E a música lírica? Você se dedica a ela, também?
Correto. Aliás, foi o maestro Claudionor que me sugeriu, porque viu potencial em mim para tanto. Tomei contato com as músicas italianas, e comecei a cantar árias, que são trechos de óperas.
Você se define como tenor ou barítono?
Tenor. Primeiro tenor, na verdade, que é aquele que alcança as notas mais agudas. Eu tenho uma grande extensão vocal que vai do grave ao extremo agudo.
Onde você ensaia para se apresentar na missa?
Na própria igreja Santa Cruz. Ali eu me preparo. Aqueço a voz. Às vezes, deixo o padre até louco (risos). Quando estou inspirado, canto e faço solos antes das missas, assim o pessoal já vai entrando na igreja e ouvindo aquelas músicas.
Qual o gênero musical você mais gosta de cantar?
A música lírica. Mas, amo também, a música sacra, que é onde tudo começou. Eu comecei cantando e, depois, tocando na igreja.
Você tem algum projeto em vista para breve?
Sim. A gente tem sempre os nossos sonhos.
Qual seria o seu maior sonho, no momento em relação à música? Algo que você gostaria de fazer e ainda não fez.
Sem dúvida, é viver da música. Mas, para isso, é preciso de apoio financeiro pra se dedicar exclusivamente à música. Estou inscrito em um projeto da Prefeitura, através da Secretaria da Cultura, e sempre que tenho oportunidade me apresento e recebo cachê por isso. Espero que possam me chamar mais vezes.
Entre os tenores, Jonatas, qual você mais admira?
O saudoso Luciano Pavarotti. É nele que eu mais me inspiro.
Mais alguma coisa que queira acrescentar? A palavra é livre.
Sim. Na minha opinião, a música é tudo na minha vida.

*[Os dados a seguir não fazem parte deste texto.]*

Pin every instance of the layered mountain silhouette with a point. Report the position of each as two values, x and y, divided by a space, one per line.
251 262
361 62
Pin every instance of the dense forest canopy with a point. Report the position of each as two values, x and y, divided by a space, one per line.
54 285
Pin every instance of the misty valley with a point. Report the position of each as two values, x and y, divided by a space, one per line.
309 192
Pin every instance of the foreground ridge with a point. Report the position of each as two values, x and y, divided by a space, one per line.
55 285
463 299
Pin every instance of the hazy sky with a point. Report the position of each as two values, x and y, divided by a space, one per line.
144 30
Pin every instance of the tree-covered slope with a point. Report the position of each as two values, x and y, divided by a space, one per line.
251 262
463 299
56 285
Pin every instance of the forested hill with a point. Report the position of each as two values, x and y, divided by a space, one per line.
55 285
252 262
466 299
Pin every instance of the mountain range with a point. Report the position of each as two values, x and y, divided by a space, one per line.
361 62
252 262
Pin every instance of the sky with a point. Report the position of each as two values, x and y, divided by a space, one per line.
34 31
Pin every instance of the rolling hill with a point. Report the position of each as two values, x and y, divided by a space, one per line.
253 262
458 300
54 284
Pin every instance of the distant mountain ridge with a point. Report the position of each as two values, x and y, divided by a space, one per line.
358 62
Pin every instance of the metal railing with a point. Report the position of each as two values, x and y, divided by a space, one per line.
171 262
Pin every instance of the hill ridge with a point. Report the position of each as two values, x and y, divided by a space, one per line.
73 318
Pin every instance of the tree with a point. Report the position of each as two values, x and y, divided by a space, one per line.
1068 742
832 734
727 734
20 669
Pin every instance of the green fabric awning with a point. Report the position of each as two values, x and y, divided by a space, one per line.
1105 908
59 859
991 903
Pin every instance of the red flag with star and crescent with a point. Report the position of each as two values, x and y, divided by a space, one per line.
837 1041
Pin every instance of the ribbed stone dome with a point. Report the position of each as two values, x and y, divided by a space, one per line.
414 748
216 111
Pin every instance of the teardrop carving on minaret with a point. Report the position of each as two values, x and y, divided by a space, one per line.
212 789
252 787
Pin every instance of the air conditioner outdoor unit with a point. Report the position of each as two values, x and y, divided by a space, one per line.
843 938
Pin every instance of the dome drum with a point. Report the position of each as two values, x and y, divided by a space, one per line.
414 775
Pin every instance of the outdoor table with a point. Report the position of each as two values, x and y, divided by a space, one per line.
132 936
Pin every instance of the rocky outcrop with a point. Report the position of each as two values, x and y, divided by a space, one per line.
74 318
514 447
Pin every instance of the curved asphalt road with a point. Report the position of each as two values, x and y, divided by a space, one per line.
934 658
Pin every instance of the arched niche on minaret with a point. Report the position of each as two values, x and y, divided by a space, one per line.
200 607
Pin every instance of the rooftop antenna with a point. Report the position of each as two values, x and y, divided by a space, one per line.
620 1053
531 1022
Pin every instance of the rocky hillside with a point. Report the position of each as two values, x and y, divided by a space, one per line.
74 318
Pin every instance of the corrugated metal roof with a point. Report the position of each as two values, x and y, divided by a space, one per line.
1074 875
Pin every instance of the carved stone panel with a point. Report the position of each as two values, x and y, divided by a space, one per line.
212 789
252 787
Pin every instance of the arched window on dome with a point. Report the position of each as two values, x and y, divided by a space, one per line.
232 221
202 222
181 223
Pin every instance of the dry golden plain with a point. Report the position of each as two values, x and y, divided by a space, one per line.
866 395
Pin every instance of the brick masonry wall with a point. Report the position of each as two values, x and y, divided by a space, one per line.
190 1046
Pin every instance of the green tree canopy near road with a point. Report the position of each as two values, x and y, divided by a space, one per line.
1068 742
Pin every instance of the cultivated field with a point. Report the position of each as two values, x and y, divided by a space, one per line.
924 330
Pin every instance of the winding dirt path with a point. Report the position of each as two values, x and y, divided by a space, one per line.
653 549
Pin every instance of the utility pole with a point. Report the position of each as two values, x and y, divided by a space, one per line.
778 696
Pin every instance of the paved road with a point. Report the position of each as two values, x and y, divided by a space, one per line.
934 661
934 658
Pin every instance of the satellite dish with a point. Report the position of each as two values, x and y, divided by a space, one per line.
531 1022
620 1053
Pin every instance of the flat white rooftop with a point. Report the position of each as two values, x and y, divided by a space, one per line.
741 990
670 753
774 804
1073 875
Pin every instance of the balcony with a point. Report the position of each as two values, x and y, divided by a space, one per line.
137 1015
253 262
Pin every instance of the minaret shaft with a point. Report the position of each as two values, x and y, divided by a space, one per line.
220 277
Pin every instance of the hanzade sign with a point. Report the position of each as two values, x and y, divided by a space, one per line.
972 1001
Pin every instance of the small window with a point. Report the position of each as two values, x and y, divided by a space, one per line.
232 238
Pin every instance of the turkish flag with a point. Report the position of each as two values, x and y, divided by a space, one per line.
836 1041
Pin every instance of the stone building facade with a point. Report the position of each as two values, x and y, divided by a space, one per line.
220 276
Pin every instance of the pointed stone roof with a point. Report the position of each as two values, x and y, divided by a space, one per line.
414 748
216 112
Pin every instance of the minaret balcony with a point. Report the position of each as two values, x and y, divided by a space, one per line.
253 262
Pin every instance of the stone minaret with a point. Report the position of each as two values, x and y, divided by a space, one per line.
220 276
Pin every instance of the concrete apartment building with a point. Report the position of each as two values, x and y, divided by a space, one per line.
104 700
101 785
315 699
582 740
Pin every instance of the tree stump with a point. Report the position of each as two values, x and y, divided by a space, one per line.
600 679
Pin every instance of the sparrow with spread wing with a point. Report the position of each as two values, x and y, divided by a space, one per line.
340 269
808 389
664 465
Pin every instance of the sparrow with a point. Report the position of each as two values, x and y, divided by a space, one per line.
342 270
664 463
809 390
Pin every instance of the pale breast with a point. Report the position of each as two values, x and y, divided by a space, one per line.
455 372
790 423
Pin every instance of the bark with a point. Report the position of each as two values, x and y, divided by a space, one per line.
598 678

Eu vivo pra música. A música, ela mexe com a minha alma. Ela muda a minha pessoa. Às vezes, estou em um estado de revolta e a música me transforma. Transforma essa revolta em calmaria, vamos dizer assim. Porque eu esqueço completamente da minha vida quando me apresento cantando e tocando. Quando eu sento ao teclado, eu faço isso somente na igreja e no Casarão da Cultura, quando eu começo a tocar o piano ou o teclado, eu não paro mais, já não sou mais eu. Sou eu, envolvido dentro da música. A música me absorve completamente. Chegou de acontecer de eu perder a hora de abrir a igreja, porque fiquei lá dentro tocando, tocando, e esqueci da vida e do mundo à minha volta.
Como é a sua relação com o pessoal da Paróquia de Santa Cruz?
É excelente. Eles admiram demais o meu trabalho. Eu sou bastante comentado e elogiado pelos membros da igreja. Também me apresento uma vez por mês na Casa de Nossa Senhora das Dores, ali na rua 2, no centro. Sou muito bem recebido lá também pelas freiras.
A que você atribui essa boa receptividade?
Acho que é porque consigo tocar o sentimento das pessoas através da música. Canto e toco com amor. E creio que isso ajuda a prender a atenção das pessoas, quando me apresento, principalmente na igreja. A acústica, ali, também é ótima.
Qual música que mais lhe emociona quando você a canta ou toca na igreja?
São várias. Mas eu penso que, a principal é Ave Maria de Gounod.
E entre as músicas populares?
Con te Partiro, do Andrea Bocelli.
Lírica?
É a composição “Quem sabe”, de autoria do maestro Carlos Gomes, de 1859, a partir de um texto do poeta Bittencourt Sampaio. É trecho do espetáculo “O Selvagem da Ópera”.
Ainda adolescente, Jonatas Sorrente sofreu um acidente de trânsito que o deixou com sequelas ao caminhar. Como ainda não consegue viver somente da música, que é o seu grande sonho, e apesar do seu exímio e admirável talento, trabalha também como autônomo, vendendo empadas, sob encomenda, feitas por sua mãe.